Currently, every new space launch leaves two or three fragments of spacecraft in near-Earth space and that can be a rocket stage, an upper stage or detachable fuel tanks—these fragments may circle around Earth for a long period of time, creating problems for space stations and satellites.
In a news story from Pravda.ru, according to the general director of TsNIIMASH, Oleg Gorshkov, the problem is very serious, as there were as many as 17,800 large objects (larger than ten centimeters) staying in Earth's orbit in the middle of 2016. Russia, the United States and China are the three countries that create most of space garbage, the Izvestia newspaper wrote.
"The spacecraft is equipped with ion engines on opposite sides. The satellite approaches a defunct spacecraft and activates the engines on opposite sides. The cleaning spacecraft remains in place while "shooting" a stream from one of the engines to displace the defunct object from orbit. The latter will thus lose its speed and go off orbit," said Gorshkov.
According to him, with the engine power of about 5 kW, the time to displace a target satellite will take up to 15 days, depending on the weight and dimensions. Roskosmos was planning to implement the space garbage cleaning project a long time ago. The project, called "Liquidator," was included in the draft Federal Space Program for 2016-2025.
Russian scientists are developing a spacecraft weighing four tons that would be able to remove up to 200 defunct satellites from orbit within ten years. The actual implementation remains unknown as of this writing. According to the scientific adviser at the Institute of Space Policy, Ivan Moiseyev, one first needs to agree on an international level as ti who is responsible for space debris and how this responsibility will then be realized. "There is so much garbage in space, and the campaign is to be a large-scale, international event. I believe that in the foreseeable future, one will have to develop joint measures to counter pollution of near-Earth space," he said.
For the time being, there are only two countries in the world that have the ability to monitor the level of contamination of outer space—Russia and the United States.

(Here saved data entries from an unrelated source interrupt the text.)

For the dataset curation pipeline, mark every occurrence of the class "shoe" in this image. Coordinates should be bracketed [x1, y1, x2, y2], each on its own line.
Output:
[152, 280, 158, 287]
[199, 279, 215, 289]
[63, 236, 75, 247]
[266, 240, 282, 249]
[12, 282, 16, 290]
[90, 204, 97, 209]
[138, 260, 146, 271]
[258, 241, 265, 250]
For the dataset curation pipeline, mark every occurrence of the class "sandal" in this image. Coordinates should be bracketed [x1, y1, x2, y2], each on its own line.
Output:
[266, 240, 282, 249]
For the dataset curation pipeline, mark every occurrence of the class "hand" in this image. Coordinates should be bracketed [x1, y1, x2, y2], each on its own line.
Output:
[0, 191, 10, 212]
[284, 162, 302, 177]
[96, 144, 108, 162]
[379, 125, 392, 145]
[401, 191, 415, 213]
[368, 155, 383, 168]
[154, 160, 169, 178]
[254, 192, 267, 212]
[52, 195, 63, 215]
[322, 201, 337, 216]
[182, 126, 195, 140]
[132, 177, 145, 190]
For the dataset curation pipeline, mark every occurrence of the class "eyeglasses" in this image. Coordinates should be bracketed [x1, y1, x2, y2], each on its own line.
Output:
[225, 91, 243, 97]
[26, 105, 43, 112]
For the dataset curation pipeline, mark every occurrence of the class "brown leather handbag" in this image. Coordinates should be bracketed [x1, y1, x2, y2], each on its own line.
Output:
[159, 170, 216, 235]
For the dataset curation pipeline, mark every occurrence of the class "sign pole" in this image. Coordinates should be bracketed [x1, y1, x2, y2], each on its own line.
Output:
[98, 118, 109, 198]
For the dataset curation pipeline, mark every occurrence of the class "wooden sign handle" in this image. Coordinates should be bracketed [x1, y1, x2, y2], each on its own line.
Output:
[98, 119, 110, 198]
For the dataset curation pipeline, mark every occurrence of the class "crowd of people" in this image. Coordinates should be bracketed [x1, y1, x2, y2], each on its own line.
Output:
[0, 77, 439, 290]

It is extremely important to detect space garbage, because unmanaged objects can deviate from their course and get in the way of operating spacecraft. According to experts, defunct space objects precess considerably. Their orbit inclination may change to 30 degrees during a period of 54 years. For example, in early November, several large metal objects fell in the State of Kachin in northern Myanmar. Experts suggested that those were fragments of Chinese rocket Long March 11, which was launched on November 9 from Jiuquan spaceport.
Generally, the number of outer orbital debris has taken on truly cosmic proportions. Specialists admit that the number of particles of debris ranging in size from one to ten centimeters may exceed 200,000 pieces, whereas the number of particles smaller than one centimeter may exceed tens of millions of pieces.
In 1983, a small grain (less than one millimeter in diameter) left a serious rift in the porthole of a US space shuttle. In July of 1996, a French satellite collided with a fragment of the third stage of the French rocket Ariane at an altitude of about 660 kilometers. In 2001, the International Space Station was lucky to avoid a collision with a 7 kilogram device that had been lost by US astronauts. On March 29, 2006, a breakdown of Express-AM11 satellite occurred after a collision with space debris. As a result of external impact, the liquid loop of the thermal control system was depressurized, the spacecraft received a significant dynamic impulse, lost orientation in space and began spinning uncontrollably.
On February 10, 2009, the US commercial Iridium satellite, which was launched in 1997, collided with a Russian military communications satellite Cosmos-2251. The latter was launched in 1993 and decommissioned in 1995.